6.6 Observability & Audit

What you'll learn

  • The four observation axes: structured logs, metrics, traces, session replay
  • The minimum metrics every production deployment should emit
  • When session replay is the only thing that lets you diagnose a "why did the agent do that?" incident

Agents are classic "long-tail bug" workloads — fine 90% of the time, then 10% of incomprehensible behavior. No observability = no diagnosis = no improvement.

Four observation axes

┌─────────────────────────────────────────────┐
│ 1. Structured logs: what happened?           │
│    agentao.log + your app logs               │
├─────────────────────────────────────────────┤
│ 2. Metrics: how much, how fast, how expensive? │
│    calls / latency / tokens / failure rate   │
├─────────────────────────────────────────────┤
│ 3. Event stream: per-session replay           │
│    AgentEvent archive                        │
├─────────────────────────────────────────────┤
│ 4. Distributed tracing: end-to-end per request │
│    OpenTelemetry                             │
└─────────────────────────────────────────────┘

Axis one: structured logs

The built-in agentao.log

Defaults to <working_directory>/agentao.log. It's very thorough:

  • Every LLM request/response (full content, tokens, model)
  • Every tool call with args and result
  • MCP server start/stop
  • Plugin hook dispatch
  • Context compression triggers

This is your most important debugging tool. In production:

  1. Mount it on a persistent volume (survives restarts)
  2. Rotate daily + keep 7–30 days
  3. Scrub (see 6.5)
  4. Isolate per tenant (natural with working_directory)
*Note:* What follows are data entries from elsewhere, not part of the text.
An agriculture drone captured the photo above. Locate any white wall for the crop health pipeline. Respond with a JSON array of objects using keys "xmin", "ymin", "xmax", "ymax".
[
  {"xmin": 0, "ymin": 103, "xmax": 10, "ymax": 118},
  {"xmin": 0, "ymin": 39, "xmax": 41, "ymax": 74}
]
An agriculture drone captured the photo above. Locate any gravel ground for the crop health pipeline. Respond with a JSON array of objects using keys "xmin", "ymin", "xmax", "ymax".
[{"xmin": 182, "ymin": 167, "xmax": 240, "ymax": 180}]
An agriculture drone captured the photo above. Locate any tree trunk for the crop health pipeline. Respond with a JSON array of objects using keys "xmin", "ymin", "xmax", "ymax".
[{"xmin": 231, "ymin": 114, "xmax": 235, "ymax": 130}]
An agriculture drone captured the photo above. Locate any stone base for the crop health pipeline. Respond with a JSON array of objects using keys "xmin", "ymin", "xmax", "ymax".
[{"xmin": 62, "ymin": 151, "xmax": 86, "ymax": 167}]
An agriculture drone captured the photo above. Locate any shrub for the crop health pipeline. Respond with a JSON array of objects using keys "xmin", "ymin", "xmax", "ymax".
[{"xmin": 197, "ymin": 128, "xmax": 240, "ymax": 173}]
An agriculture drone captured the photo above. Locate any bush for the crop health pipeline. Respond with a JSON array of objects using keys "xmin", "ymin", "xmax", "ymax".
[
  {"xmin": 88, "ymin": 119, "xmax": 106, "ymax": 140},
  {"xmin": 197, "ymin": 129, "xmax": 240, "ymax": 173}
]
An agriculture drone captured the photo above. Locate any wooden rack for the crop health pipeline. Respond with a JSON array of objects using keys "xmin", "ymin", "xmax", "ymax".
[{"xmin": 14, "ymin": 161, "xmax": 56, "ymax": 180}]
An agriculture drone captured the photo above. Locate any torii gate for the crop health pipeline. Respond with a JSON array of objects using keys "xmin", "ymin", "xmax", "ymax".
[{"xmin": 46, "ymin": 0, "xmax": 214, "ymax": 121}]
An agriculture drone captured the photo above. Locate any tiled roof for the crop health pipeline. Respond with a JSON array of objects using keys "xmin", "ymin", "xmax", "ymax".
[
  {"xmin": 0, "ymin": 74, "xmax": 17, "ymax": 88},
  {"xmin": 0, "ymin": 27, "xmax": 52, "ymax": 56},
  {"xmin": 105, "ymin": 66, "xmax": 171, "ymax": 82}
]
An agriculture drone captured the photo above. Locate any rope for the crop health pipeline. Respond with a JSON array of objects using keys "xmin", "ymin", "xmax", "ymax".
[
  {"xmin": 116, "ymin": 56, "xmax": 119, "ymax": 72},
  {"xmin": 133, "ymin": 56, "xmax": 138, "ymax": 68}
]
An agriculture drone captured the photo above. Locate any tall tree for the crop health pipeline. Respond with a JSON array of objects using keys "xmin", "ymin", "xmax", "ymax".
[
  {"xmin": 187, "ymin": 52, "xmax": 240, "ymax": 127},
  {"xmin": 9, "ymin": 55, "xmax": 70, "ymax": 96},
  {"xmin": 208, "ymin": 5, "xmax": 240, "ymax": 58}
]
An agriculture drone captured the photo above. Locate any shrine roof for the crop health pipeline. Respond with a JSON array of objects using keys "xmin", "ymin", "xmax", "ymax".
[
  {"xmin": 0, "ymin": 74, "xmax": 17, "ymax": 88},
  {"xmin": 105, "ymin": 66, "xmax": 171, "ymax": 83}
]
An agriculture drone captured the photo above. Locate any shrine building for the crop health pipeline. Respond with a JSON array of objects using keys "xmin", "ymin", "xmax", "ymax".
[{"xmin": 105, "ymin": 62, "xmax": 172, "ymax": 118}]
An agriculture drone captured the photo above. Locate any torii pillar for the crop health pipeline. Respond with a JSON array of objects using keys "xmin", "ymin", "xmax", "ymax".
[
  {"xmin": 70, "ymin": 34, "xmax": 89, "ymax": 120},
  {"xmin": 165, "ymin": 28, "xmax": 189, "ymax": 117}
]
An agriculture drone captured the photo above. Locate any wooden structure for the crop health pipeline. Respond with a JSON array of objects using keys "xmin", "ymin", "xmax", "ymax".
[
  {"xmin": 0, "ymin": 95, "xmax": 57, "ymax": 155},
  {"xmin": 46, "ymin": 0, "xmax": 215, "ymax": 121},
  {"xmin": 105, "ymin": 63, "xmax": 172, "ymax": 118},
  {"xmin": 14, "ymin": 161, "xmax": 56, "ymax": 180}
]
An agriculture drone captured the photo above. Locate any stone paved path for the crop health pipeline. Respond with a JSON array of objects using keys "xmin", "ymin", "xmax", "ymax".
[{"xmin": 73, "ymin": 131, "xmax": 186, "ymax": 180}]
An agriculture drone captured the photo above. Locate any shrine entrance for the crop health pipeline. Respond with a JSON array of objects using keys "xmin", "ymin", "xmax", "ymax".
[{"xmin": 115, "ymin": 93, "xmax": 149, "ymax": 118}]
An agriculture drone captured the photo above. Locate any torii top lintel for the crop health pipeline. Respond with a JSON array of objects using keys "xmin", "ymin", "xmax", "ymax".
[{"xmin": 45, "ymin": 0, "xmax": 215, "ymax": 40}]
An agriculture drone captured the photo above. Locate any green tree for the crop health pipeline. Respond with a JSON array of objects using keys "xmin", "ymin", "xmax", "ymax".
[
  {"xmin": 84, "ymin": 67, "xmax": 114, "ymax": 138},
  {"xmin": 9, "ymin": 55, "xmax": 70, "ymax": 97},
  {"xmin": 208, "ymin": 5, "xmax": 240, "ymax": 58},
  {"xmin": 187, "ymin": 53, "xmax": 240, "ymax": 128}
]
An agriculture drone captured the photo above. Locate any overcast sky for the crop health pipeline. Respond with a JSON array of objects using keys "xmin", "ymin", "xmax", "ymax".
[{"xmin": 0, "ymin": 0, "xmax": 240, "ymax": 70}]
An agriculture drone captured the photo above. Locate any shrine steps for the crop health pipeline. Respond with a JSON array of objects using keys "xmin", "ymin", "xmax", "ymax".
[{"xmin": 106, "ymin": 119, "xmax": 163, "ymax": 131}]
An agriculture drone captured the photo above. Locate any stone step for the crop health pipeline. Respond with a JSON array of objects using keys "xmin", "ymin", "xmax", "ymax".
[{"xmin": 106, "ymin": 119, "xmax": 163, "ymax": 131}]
Take over Agentao's logger

By default LLMClient.__init__ mutates logging.getLogger("agentao") — sets level to DEBUG, attaches a RotatingFileHandler for <wd>/agentao.log, and evicts its own marker-tagged handlers on re-construction. Hosts that want to own their logging stack should inject a logger explicitly so that mutation never runs:

python
import logging
from agentao import Agentao

# Your own logger — JSON handler shipped to Loki / CloudWatch / ELK
import pythonjsonlogger.jsonlogger as jl
my_logger = logging.getLogger("myapp.agentao")
handler = logging.StreamHandler()
handler.setFormatter(jl.JsonFormatter())
my_logger.addHandler(handler)
my_logger.setLevel(logging.INFO)

agent = Agentao(
    api_key=..., base_url=..., model=...,
    working_directory=workdir,
    logger=my_logger,            # ← skips package-root mutation
)

When you pass logger=, LLMClient short-circuits before building any file handler — so even the default <wd>/agentao.log is not created. For a fully silent agent, use a NullHandler:

python
quiet = logging.getLogger("myapp.agentao")
quiet.addHandler(logging.NullHandler())
quiet.propagate = False
agent = Agentao(..., logger=quiet)

Gotcha

Adding a handler to getLogger("agentao") without also passing logger= works, but the package-root level still gets forced to DEBUG and the rolling agentao.log file still gets written alongside your handler. To fully suppress the file, either inject your own logger (above) or pass log_file=None when building LLMClient yourself.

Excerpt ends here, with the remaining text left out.